05/08/2025
$L Q4 2024 AI-Generated Earnings Call Transcript Summary
The paragraph describes the commencement of Loblaws Incorporated's fourth-quarter 2024 results conference call, which took place on February 20, 2025. Roy McDonald welcomes participants and notes the presence of the company's President and CEO, Perbank, and CFO, Richard Dufrin. The discussion will include forward-looking statements, which are based on current expectations and assumptions but are subject to risks and uncertainties that could lead to different outcomes. The company will not necessarily update these statements unless required by law. Non-GAAP financial measures might also be discussed, with further details available in the company's filings with Canadian securities regulators.

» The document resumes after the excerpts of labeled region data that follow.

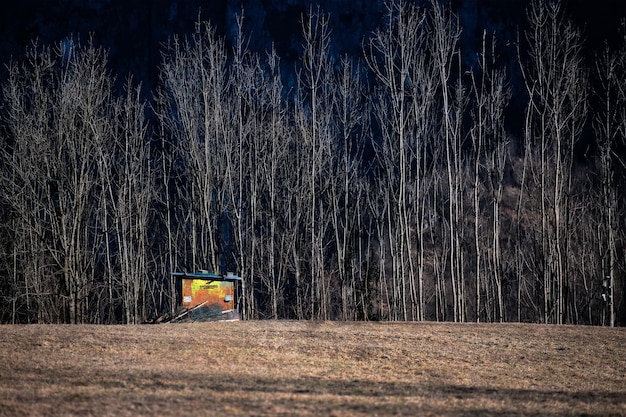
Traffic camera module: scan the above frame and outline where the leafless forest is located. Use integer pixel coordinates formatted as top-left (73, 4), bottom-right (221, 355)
top-left (0, 1), bottom-right (626, 325)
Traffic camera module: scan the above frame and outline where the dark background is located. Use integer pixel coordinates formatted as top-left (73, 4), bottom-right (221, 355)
top-left (0, 0), bottom-right (626, 89)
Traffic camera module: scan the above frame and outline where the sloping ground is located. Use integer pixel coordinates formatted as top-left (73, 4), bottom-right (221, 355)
top-left (0, 321), bottom-right (626, 416)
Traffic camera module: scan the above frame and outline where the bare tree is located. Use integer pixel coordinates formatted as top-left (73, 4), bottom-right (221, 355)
top-left (522, 1), bottom-right (587, 323)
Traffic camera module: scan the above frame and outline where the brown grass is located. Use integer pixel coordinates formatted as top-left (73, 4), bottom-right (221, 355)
top-left (0, 321), bottom-right (626, 416)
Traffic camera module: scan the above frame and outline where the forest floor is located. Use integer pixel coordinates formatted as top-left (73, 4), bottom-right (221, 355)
top-left (0, 321), bottom-right (626, 416)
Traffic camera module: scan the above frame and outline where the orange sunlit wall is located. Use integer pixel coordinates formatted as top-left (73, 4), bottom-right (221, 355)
top-left (182, 278), bottom-right (235, 310)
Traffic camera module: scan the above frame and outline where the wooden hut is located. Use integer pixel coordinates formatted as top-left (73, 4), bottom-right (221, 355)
top-left (172, 270), bottom-right (241, 321)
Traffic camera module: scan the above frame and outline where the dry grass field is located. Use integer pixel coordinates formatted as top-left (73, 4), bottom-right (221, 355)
top-left (0, 321), bottom-right (626, 416)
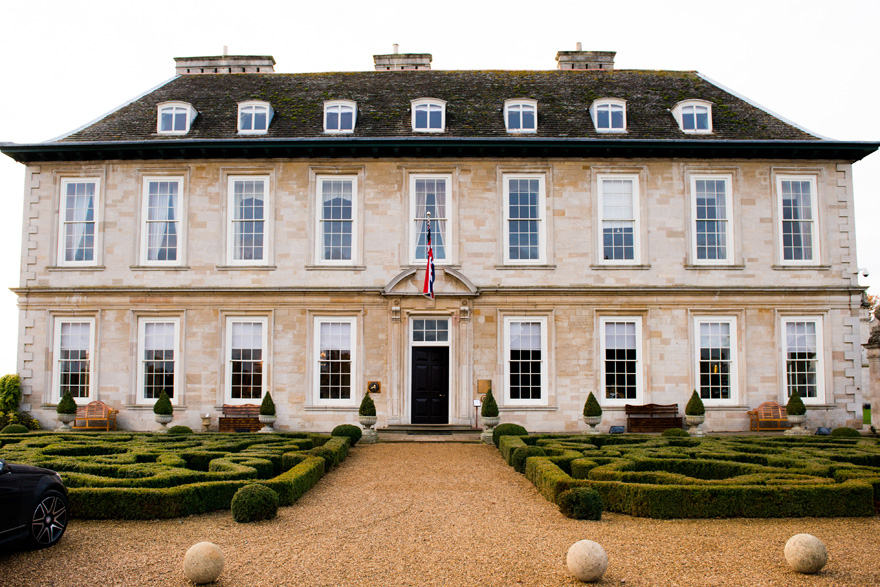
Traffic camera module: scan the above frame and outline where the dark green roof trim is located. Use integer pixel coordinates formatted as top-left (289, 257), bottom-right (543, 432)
top-left (0, 137), bottom-right (880, 163)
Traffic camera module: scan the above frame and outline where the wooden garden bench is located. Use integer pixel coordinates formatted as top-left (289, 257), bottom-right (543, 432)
top-left (219, 404), bottom-right (263, 432)
top-left (624, 404), bottom-right (684, 432)
top-left (748, 402), bottom-right (791, 432)
top-left (71, 400), bottom-right (119, 432)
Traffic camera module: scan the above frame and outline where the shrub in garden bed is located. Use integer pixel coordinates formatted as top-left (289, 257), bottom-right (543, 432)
top-left (330, 424), bottom-right (364, 446)
top-left (231, 483), bottom-right (278, 523)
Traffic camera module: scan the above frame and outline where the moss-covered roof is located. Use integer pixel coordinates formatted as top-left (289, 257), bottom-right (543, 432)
top-left (60, 70), bottom-right (820, 143)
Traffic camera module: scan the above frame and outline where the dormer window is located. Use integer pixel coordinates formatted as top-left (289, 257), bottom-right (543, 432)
top-left (672, 100), bottom-right (712, 134)
top-left (238, 102), bottom-right (275, 134)
top-left (156, 102), bottom-right (198, 135)
top-left (504, 100), bottom-right (538, 132)
top-left (412, 98), bottom-right (446, 132)
top-left (324, 100), bottom-right (357, 133)
top-left (590, 98), bottom-right (626, 132)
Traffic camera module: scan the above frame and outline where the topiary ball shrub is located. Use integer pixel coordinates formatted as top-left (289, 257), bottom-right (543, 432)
top-left (309, 446), bottom-right (337, 471)
top-left (232, 483), bottom-right (278, 523)
top-left (684, 389), bottom-right (706, 416)
top-left (828, 426), bottom-right (862, 438)
top-left (492, 423), bottom-right (529, 446)
top-left (785, 391), bottom-right (807, 416)
top-left (330, 424), bottom-right (364, 446)
top-left (510, 446), bottom-right (547, 473)
top-left (153, 390), bottom-right (174, 416)
top-left (556, 487), bottom-right (604, 520)
top-left (0, 424), bottom-right (29, 434)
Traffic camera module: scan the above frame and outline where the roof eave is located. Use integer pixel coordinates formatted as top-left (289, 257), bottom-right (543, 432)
top-left (0, 137), bottom-right (880, 163)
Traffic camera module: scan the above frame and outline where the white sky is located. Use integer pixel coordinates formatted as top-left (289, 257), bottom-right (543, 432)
top-left (0, 0), bottom-right (880, 374)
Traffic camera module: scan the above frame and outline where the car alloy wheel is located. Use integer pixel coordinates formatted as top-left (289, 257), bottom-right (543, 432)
top-left (31, 491), bottom-right (67, 548)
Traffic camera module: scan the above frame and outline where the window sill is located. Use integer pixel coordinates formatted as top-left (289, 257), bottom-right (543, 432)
top-left (590, 263), bottom-right (651, 271)
top-left (215, 265), bottom-right (278, 271)
top-left (128, 265), bottom-right (189, 271)
top-left (306, 265), bottom-right (367, 271)
top-left (684, 263), bottom-right (746, 271)
top-left (495, 263), bottom-right (556, 271)
top-left (46, 265), bottom-right (106, 271)
top-left (498, 405), bottom-right (559, 412)
top-left (773, 265), bottom-right (831, 271)
top-left (303, 406), bottom-right (358, 412)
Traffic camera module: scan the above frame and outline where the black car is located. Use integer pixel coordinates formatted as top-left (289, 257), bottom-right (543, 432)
top-left (0, 459), bottom-right (69, 548)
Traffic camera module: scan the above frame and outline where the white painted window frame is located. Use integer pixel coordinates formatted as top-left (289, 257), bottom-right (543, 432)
top-left (693, 314), bottom-right (739, 406)
top-left (596, 173), bottom-right (642, 265)
top-left (776, 175), bottom-right (822, 266)
top-left (596, 315), bottom-right (645, 406)
top-left (504, 98), bottom-right (538, 134)
top-left (590, 98), bottom-right (627, 134)
top-left (236, 100), bottom-right (275, 135)
top-left (226, 175), bottom-right (274, 267)
top-left (779, 315), bottom-right (827, 405)
top-left (690, 174), bottom-right (736, 265)
top-left (135, 316), bottom-right (183, 405)
top-left (410, 98), bottom-right (446, 133)
top-left (324, 100), bottom-right (357, 134)
top-left (315, 175), bottom-right (360, 266)
top-left (156, 102), bottom-right (198, 135)
top-left (502, 173), bottom-right (547, 265)
top-left (672, 99), bottom-right (713, 135)
top-left (57, 177), bottom-right (103, 267)
top-left (311, 315), bottom-right (361, 407)
top-left (140, 175), bottom-right (184, 267)
top-left (409, 173), bottom-right (455, 265)
top-left (502, 314), bottom-right (550, 406)
top-left (223, 315), bottom-right (270, 405)
top-left (52, 316), bottom-right (97, 405)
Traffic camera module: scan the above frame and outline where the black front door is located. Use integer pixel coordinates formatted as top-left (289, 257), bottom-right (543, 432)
top-left (412, 347), bottom-right (449, 424)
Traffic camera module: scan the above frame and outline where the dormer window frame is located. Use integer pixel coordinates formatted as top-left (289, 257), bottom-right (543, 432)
top-left (504, 98), bottom-right (538, 134)
top-left (590, 98), bottom-right (627, 133)
top-left (672, 98), bottom-right (713, 135)
top-left (238, 100), bottom-right (275, 135)
top-left (410, 98), bottom-right (446, 133)
top-left (324, 100), bottom-right (357, 134)
top-left (156, 100), bottom-right (199, 135)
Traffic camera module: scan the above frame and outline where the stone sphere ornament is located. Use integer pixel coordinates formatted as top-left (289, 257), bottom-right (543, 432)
top-left (565, 540), bottom-right (608, 583)
top-left (183, 542), bottom-right (223, 585)
top-left (785, 534), bottom-right (828, 575)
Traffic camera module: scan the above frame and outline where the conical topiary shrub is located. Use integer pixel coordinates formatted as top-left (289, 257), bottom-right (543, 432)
top-left (260, 391), bottom-right (275, 416)
top-left (684, 389), bottom-right (706, 416)
top-left (785, 390), bottom-right (807, 416)
top-left (480, 387), bottom-right (498, 418)
top-left (584, 391), bottom-right (602, 418)
top-left (358, 391), bottom-right (376, 416)
top-left (153, 389), bottom-right (174, 416)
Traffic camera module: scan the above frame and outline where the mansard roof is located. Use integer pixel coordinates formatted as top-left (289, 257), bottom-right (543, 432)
top-left (0, 70), bottom-right (877, 162)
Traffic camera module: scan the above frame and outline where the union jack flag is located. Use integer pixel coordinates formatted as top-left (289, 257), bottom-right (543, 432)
top-left (422, 217), bottom-right (434, 300)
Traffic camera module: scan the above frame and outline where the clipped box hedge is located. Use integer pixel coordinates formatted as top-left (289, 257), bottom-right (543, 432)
top-left (499, 435), bottom-right (880, 518)
top-left (0, 433), bottom-right (350, 520)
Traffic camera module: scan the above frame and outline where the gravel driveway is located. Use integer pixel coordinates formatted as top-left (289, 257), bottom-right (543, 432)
top-left (0, 443), bottom-right (880, 587)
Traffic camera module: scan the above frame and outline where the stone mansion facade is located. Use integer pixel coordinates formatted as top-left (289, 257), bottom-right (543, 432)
top-left (0, 51), bottom-right (877, 432)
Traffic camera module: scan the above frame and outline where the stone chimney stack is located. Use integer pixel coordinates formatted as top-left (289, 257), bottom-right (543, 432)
top-left (556, 43), bottom-right (617, 71)
top-left (174, 55), bottom-right (275, 75)
top-left (373, 43), bottom-right (431, 71)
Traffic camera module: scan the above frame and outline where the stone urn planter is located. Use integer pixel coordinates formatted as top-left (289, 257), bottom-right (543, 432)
top-left (783, 414), bottom-right (810, 436)
top-left (684, 415), bottom-right (706, 437)
top-left (156, 414), bottom-right (174, 432)
top-left (258, 414), bottom-right (278, 432)
top-left (56, 414), bottom-right (76, 432)
top-left (584, 416), bottom-right (602, 434)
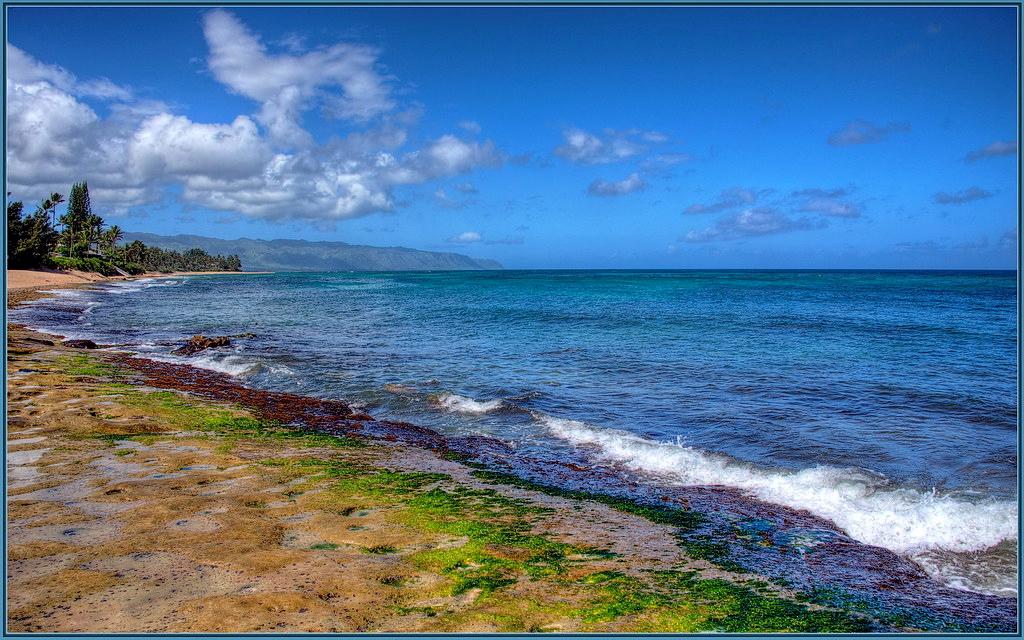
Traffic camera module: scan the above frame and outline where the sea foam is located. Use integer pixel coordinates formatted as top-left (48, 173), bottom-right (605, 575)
top-left (437, 393), bottom-right (504, 415)
top-left (535, 414), bottom-right (1017, 557)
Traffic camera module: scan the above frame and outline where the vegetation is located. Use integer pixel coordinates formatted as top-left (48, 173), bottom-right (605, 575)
top-left (7, 182), bottom-right (242, 275)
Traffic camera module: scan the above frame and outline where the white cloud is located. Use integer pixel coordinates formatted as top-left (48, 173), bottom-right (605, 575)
top-left (6, 21), bottom-right (504, 220)
top-left (681, 208), bottom-right (814, 243)
top-left (964, 140), bottom-right (1017, 162)
top-left (686, 186), bottom-right (765, 213)
top-left (128, 114), bottom-right (271, 178)
top-left (203, 9), bottom-right (395, 146)
top-left (6, 43), bottom-right (132, 100)
top-left (587, 173), bottom-right (647, 197)
top-left (934, 186), bottom-right (992, 205)
top-left (447, 231), bottom-right (483, 245)
top-left (555, 128), bottom-right (669, 165)
top-left (828, 120), bottom-right (910, 146)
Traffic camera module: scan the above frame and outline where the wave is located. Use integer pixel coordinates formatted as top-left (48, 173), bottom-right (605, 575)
top-left (147, 349), bottom-right (295, 378)
top-left (103, 278), bottom-right (183, 295)
top-left (534, 413), bottom-right (1017, 589)
top-left (437, 393), bottom-right (505, 415)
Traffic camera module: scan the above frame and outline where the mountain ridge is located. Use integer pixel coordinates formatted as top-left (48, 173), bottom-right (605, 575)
top-left (124, 231), bottom-right (504, 271)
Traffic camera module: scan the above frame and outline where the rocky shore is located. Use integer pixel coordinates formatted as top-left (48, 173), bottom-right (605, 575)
top-left (7, 282), bottom-right (1015, 633)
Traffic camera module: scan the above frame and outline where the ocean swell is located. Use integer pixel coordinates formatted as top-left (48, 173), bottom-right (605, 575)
top-left (437, 393), bottom-right (505, 415)
top-left (535, 414), bottom-right (1017, 589)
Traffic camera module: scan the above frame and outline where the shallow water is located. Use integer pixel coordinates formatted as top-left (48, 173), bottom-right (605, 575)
top-left (13, 271), bottom-right (1017, 595)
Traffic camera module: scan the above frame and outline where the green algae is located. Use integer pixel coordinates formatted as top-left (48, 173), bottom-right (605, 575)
top-left (55, 353), bottom-right (124, 379)
top-left (575, 570), bottom-right (871, 633)
top-left (473, 469), bottom-right (705, 530)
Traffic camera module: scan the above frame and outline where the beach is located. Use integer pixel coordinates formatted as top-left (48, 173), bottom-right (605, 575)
top-left (7, 272), bottom-right (1016, 632)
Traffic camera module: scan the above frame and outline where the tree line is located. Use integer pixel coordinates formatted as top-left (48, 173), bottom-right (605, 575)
top-left (7, 182), bottom-right (242, 275)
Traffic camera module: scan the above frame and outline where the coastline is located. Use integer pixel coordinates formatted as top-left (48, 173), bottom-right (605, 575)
top-left (8, 282), bottom-right (1015, 632)
top-left (7, 269), bottom-right (272, 292)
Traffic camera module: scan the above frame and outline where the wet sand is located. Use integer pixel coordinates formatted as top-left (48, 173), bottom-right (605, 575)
top-left (7, 286), bottom-right (878, 633)
top-left (7, 283), bottom-right (1013, 632)
top-left (7, 269), bottom-right (268, 294)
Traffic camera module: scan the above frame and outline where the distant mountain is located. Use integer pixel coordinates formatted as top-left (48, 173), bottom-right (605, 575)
top-left (125, 231), bottom-right (503, 271)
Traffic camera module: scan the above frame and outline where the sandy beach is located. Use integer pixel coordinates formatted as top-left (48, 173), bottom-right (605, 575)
top-left (7, 285), bottom-right (871, 632)
top-left (7, 269), bottom-right (267, 292)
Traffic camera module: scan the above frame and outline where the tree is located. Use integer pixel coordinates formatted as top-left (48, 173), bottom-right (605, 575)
top-left (7, 202), bottom-right (25, 266)
top-left (60, 182), bottom-right (92, 257)
top-left (103, 224), bottom-right (125, 253)
top-left (7, 202), bottom-right (57, 268)
top-left (49, 191), bottom-right (65, 227)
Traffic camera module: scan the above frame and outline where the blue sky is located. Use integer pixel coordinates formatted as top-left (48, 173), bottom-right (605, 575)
top-left (7, 6), bottom-right (1017, 268)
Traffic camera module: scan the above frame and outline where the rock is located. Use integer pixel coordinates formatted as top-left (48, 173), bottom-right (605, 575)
top-left (171, 336), bottom-right (231, 355)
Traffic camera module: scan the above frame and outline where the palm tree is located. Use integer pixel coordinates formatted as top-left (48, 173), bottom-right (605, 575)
top-left (49, 191), bottom-right (63, 228)
top-left (103, 224), bottom-right (125, 253)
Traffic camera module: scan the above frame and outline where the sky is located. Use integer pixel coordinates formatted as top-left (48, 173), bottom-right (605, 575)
top-left (5, 6), bottom-right (1018, 268)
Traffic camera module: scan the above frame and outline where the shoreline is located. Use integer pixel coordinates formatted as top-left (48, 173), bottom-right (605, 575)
top-left (7, 269), bottom-right (272, 293)
top-left (8, 282), bottom-right (1016, 631)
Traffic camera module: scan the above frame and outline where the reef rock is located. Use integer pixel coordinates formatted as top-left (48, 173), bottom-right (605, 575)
top-left (171, 335), bottom-right (231, 355)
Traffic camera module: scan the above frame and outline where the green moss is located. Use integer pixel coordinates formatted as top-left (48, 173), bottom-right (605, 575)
top-left (80, 431), bottom-right (168, 444)
top-left (309, 543), bottom-right (338, 551)
top-left (473, 470), bottom-right (705, 530)
top-left (577, 571), bottom-right (871, 633)
top-left (112, 387), bottom-right (366, 446)
top-left (56, 353), bottom-right (123, 378)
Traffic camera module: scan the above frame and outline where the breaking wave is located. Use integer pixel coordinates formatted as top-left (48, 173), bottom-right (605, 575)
top-left (534, 413), bottom-right (1017, 591)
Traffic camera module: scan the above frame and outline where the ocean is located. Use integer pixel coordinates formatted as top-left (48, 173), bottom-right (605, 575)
top-left (10, 270), bottom-right (1018, 596)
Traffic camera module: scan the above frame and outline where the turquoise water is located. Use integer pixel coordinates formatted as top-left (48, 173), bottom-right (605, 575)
top-left (13, 271), bottom-right (1017, 595)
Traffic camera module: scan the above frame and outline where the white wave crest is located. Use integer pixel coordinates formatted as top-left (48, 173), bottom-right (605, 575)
top-left (145, 353), bottom-right (295, 378)
top-left (535, 414), bottom-right (1017, 556)
top-left (437, 393), bottom-right (504, 415)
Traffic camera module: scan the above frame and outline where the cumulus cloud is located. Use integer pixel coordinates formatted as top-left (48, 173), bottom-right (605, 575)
top-left (686, 186), bottom-right (765, 213)
top-left (6, 15), bottom-right (505, 221)
top-left (828, 120), bottom-right (910, 146)
top-left (203, 9), bottom-right (395, 146)
top-left (447, 231), bottom-right (483, 245)
top-left (935, 186), bottom-right (992, 205)
top-left (964, 140), bottom-right (1017, 162)
top-left (587, 173), bottom-right (647, 197)
top-left (681, 207), bottom-right (815, 243)
top-left (555, 128), bottom-right (669, 165)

In the paragraph, Richard Dufrin discusses the year's strong financial performance, highlighting consistent revenue and earnings, expanding sales momentum, and stable gross margins. Key achievements include $61 billion in revenue, over $2.6 billion in adjusted earnings, $1.8 billion in share repurchases, and a 13.9% dividend increase. The company also expanded its retail footprint by adding food and drug stores, as well as pharmacy clinics, which boosted sales. Plans include investing $10 billion into the Canadian economy, opening more stores, and creating jobs. For the quarter, revenue grew by 2.9% to $14.9 billion, and adjusted EBITDA increased by 4%. Same-store sales were positively affected by the timing shift of Thanksgiving, with food sales improving despite this. Adjusted net earnings per share rose by 10%, while GAAP net earnings fell by 14.6% due to a $129 million non-cash charge related to the revaluation of their PC Optimum program liability.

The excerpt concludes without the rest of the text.